Ciò che gli utenti tecnologici potrebbero aver perso in questo scambio tra configurabilità e facilità d’uso è discutibile; ma non c’è dubbio che la semplificazione, la razionalizzazione e la commodity di tecnologie potenti consentono una maggiore cattura e attrattiva del pubblico.
Per quanto riguarda i chatbot AI come ChatGPT di OpenAI e Claude di Anthropic, le interfacce fornite dai leader del mercato AI non potrebbero essere più semplici di quanto già non siano – nella maggior parte dei contesti, una finestra di conversazione altrettanto basilare quanto una conversazione SMS su un telefono cellulare.
Il problema nella esperienza del consumatore non risiede quindi nella complessità dell’interfaccia, ma nel modo potenzialmente grezzo e sterile con cui un modello linguistico di grandi dimensioni (LLM) potrebbe interagire con un utente, rispetto a una persona reale. Pertanto, sebbene la creazione di personalità artificiali amichevoli per la coscienza AI sia stata a lungo oggetto di satira, allineare i chatbot AI con gli standard umani di discorso sembra essere una priorità significativa per i fornitori.
Più caldi, più caldi… Freddi
Tuttavia, innestare comportamenti sociali su un’architettura di previsione di token non è così semplice come sembra, con aderenza (la tendenza di un AI a sostenere automaticamente le affermazioni dell’utente, anche quando sono errate) come un problema importante.
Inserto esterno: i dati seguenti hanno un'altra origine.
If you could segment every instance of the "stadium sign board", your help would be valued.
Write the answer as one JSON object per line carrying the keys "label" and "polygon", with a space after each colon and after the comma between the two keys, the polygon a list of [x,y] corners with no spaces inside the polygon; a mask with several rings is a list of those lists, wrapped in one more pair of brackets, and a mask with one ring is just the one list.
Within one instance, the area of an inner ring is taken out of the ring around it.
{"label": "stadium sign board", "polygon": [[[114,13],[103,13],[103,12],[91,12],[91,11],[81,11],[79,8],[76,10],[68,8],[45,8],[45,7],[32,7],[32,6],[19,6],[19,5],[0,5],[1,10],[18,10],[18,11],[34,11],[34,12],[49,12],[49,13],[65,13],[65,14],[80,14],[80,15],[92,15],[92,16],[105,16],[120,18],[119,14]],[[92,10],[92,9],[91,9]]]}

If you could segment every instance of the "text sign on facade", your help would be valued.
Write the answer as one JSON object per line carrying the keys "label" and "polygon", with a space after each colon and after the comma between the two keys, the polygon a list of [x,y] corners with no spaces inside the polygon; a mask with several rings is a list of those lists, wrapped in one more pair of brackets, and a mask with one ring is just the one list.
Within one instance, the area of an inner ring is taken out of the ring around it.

A aprile di quest’anno, a seguito di un aggiornamento progettato per aumentare l’amicizia di ChatGPT-4o, il leader del mercato OpenAI ha dovuto rapidamente ritirare le modifiche e scusarsi, poiché l’aggiornamento aveva notevolmente aumentato la tendenza del modello a essere aderente e a sostenere posizioni chiaramente non allineate con alcun valore aziendale:

Dall’aggiornamento di aprile 2025 sull’aderenza – ChatGPT-4o concorda con e sostiene persone che prendono decisioni discutibili. Fonti: @nearcyan/X e @fabianstelzer/X, via https://nypost.com/2025/04/30/business/openai-rolls-back-sycophantic-chatgpt-update/
Ora uno studio nuovo dell’Università di Oxford cerca di definire quantitativamente questo fenomeno. Nello studio, gli autori hanno affinato cinque modelli linguistici leader in modo che le loro personalità fossero più empatiche e calde, e hanno misurato la loro efficacia rispetto allo stato nativo.
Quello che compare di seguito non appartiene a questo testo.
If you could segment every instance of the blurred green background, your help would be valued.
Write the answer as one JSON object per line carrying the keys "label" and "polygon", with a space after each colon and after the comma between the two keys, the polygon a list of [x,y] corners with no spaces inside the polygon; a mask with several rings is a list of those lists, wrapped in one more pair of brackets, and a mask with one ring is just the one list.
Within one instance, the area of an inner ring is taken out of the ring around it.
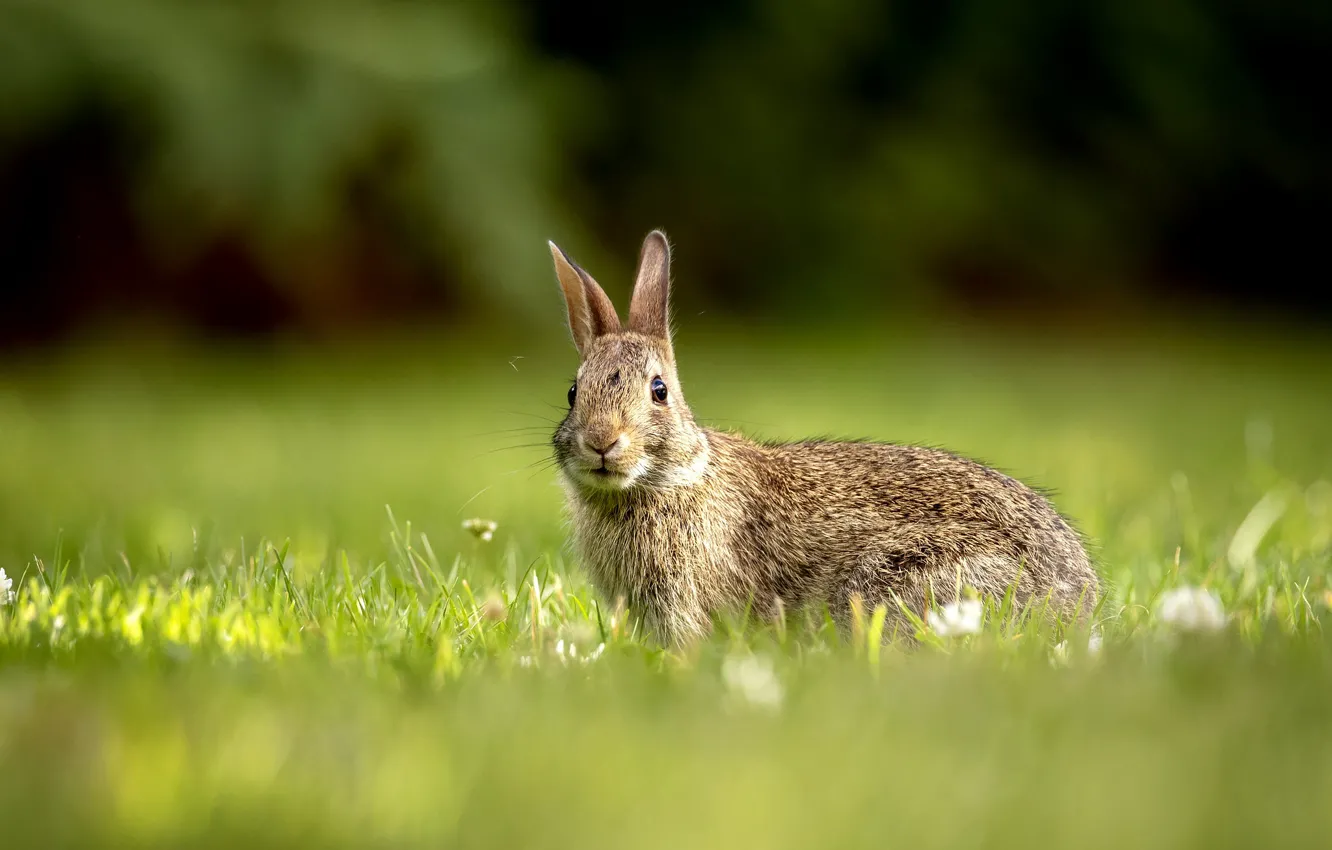
{"label": "blurred green background", "polygon": [[682,314],[1327,316],[1323,3],[0,0],[0,340]]}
Hanno scoperto che l’accuratezza di tutti e cinque i modelli ha subito un calo notevole, e che i modelli erano anche più inclini a sostenere credenze errate degli utenti.
Il documento afferma:
‘Il nostro lavoro ha implicazioni importanti per lo sviluppo e la governance di AI calde e simili agli esseri umani, soprattutto poiché questi sistemi diventano fonti centrali di informazioni e sostegno emotivo.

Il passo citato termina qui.